The OPTMODEL Procedure

Example 5.8 Chemical Equilibrium

This example illustrates how to convert PROC NLP code that handles arrays into PROC OPTMODEL form. The following PROC NLP model finds an equilibrium state for a mixture of chemicals. The same model is used in Example 7.8: Chemical Equilibrium in Chapter 7: The NLP Procedure in SAS/OR User's Guide: Mathematical Programming Legacy Procedures.

proc nlp tech=tr pall; 
   array c[10] -6.089 -17.164 -34.054  -5.914 -24.721 
              -14.986 -24.100 -10.708 -26.662 -22.179; 
   array x[10] x1-x10; 
   min y; 
   parms x1-x10 = .1; 
   bounds 1.e-6 <= x1-x10; 
   lincon 2. = x1 + 2. * x2 + 2. * x3 + x6 + x10, 
          1. = x4 + 2. * x5 + x6 + x7, 
          1. = x3 + x7  + x8 + 2. * x9 + x10; 
   s = x1 + x2 + x3 + x4 + x5 + x6 + x7 + x8 + x9 + x10; 
   y = 0.; 
   do j = 1 to 10; 
      y = y + x[j] * (c[j] + log(x[j] / s)); 
   end; 
run;

The following statements show a corresponding PROC OPTMODEL model:

proc optmodel;
   set CMP = 1..10;
   number c{CMP} = [-6.089 -17.164 -34.054  -5.914 -24.721 
                    -14.986 -24.100 -10.708 -26.662 -22.179];
   var x{CMP} init 0.1 >= 1.e-6;
   con 2. = x[1] + 2. * x[2] + 2. * x[3] + x[6] + x[10], 
       1. = x[4] + 2. * x[5] + x[6] + x[7], 
       1. = x[3] + x[7]  + x[8] + 2. * x[9] + x[10];
       
   /* replace the variable s in the PROC NLP model */
   impvar s = sum{i in CMP} x[i]; 
   
   min y = sum{j in CMP} x[j] * (c[j] + log(x[j] / s));
   solve;
   print x y;

The PROC OPTMODEL model uses the set CMP to represent the set of compounds, which are numbered 1 to 10 in the example. The array c was initialized by using the equivalent PROC OPTMODEL syntax. The individual array locations could also have been initialized by assignment or by READ DATA statements.
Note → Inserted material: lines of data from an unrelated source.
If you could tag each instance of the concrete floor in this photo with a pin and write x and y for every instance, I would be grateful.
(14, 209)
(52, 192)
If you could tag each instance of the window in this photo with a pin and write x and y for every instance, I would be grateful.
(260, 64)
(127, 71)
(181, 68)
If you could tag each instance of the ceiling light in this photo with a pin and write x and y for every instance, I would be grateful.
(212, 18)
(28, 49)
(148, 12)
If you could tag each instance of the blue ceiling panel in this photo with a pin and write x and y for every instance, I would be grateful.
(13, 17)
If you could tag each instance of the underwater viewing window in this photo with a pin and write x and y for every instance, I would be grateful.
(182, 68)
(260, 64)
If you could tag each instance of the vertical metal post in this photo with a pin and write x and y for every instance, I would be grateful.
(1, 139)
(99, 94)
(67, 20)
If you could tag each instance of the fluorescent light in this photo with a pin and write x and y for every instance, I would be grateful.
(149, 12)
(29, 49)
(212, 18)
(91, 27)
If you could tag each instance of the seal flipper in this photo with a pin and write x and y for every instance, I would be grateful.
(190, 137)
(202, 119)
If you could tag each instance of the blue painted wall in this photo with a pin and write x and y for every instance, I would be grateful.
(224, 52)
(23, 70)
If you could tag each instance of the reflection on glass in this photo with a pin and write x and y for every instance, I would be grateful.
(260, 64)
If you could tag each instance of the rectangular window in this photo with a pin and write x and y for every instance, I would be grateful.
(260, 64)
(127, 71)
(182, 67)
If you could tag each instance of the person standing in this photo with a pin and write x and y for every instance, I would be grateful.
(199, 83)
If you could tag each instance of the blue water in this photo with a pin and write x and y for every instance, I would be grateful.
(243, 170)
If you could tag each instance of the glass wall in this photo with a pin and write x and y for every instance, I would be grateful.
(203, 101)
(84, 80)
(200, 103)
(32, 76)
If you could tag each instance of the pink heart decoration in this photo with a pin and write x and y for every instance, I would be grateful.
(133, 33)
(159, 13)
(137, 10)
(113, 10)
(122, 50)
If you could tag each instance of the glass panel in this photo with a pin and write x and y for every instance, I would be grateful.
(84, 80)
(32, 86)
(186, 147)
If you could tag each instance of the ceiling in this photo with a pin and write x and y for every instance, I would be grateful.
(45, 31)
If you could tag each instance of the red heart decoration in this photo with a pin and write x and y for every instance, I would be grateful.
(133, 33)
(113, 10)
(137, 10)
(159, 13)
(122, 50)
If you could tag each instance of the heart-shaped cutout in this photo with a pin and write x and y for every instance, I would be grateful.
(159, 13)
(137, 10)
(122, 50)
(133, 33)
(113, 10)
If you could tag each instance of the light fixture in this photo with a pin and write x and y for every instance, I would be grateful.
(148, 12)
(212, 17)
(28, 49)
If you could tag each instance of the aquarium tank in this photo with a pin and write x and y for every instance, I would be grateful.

The VAR declaration for variable x combines the VAR and BOUNDS statements of the PROC NLP model. The index set of the array is based on the set of compounds CMP to simplify changes to the model.

The linear constraints are similar in form to the PROC NLP model. However, the PROC OPTMODEL version uses the array form of the variable names because it treats arrays as distinct variables, not as aliases of lists of scalar variables.

The implicit variable s replaces the intermediate variable of the same name in the PROC NLP model. This is an example of translating an intermediate variable from the other models to PROC OPTMODEL. An alternative way is to use an additional constraint for every intermediate variable. Instead of declaring objective s as in the preceding statements, you can use the following statements:

      . . .
      var s;
      con s = sum{i in CMP} x[i];
      . . .

Note that this alternative formulation passes an extra variable and constraint to the solver. This formulation can sometimes be solved more efficiently, depending on the characteristics of the model.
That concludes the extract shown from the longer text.